KAPCIAMIESTIS, Lithuania (Reuters) – Lithuania’s parliament on Tuesday declared a state of emergency at the country’s border with Belarus and at camps hosting migrants who arrived from there, a tally of votes showed.
The state of emergency, which begins at midnight local time (2200 GMT) in the night of Tuesday to Wednesday and is to last a month, allows border guards to use “mental coercion” and “proportional physical violence” to prevent migrants from entering Lithuania.
EU member states accuse Belarus of encouraging illegal migrants from the Middle East, Afghanistan and Africa to cross the border into the EU in revenge for sanctions already slapped on Minsk over human rights abuses.
Lithuania’s declaration bans all travel to within five kilometres (three miles) of the Belarus border, unless allowed by border guards. Mobile phones could be taken away from migrants and public gatherings near the border and in the camps could be forbidden.
“The state of emergency is needed to use … extraordinary measures to remove the serious threat posed to society by the massive influx of foreigners,” the motion before parliament said.
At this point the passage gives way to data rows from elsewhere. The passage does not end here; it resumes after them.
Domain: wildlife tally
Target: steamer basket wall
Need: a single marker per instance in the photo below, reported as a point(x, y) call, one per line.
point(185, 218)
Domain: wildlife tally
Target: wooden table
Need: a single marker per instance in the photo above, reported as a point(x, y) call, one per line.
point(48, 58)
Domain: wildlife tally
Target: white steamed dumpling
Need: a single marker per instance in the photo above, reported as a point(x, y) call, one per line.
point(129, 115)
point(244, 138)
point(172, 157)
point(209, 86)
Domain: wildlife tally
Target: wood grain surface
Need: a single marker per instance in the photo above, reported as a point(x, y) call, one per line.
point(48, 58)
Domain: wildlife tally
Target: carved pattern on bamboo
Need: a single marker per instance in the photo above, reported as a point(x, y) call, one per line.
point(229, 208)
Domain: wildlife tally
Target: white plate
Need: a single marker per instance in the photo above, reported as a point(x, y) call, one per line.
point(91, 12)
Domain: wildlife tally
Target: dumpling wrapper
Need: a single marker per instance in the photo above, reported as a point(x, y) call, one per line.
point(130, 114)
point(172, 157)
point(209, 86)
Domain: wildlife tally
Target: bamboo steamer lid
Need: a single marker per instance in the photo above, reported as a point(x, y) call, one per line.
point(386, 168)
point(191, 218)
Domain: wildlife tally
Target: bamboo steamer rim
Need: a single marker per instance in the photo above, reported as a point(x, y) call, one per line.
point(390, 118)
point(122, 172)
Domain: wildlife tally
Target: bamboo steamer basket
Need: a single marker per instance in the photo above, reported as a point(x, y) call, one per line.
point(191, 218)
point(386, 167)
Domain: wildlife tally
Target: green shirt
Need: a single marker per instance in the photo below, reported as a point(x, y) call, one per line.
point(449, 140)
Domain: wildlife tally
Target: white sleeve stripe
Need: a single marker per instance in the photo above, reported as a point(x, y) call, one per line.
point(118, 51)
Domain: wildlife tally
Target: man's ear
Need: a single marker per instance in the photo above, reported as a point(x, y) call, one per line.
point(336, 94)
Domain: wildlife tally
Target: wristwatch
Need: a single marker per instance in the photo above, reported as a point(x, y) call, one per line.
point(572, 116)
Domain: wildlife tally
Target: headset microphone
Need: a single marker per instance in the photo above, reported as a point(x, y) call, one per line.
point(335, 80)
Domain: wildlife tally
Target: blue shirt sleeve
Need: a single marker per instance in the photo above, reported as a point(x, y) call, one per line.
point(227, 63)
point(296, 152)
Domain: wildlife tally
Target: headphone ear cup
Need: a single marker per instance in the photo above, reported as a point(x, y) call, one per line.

The measures would also deter anyone seeking to aid migrants, Prime Minister Ingrida Simonyte told parliament.
“People who live, and work (near the border) will be able to continue to do so, but people who want to get there to, for instance, pick up the migrants and ferry them to another territory – it will be harder for them to do so,” Simonyte said.
Lithuania on Monday said it was moving troops to the Belarus border to prepare for a possible influx of migrants.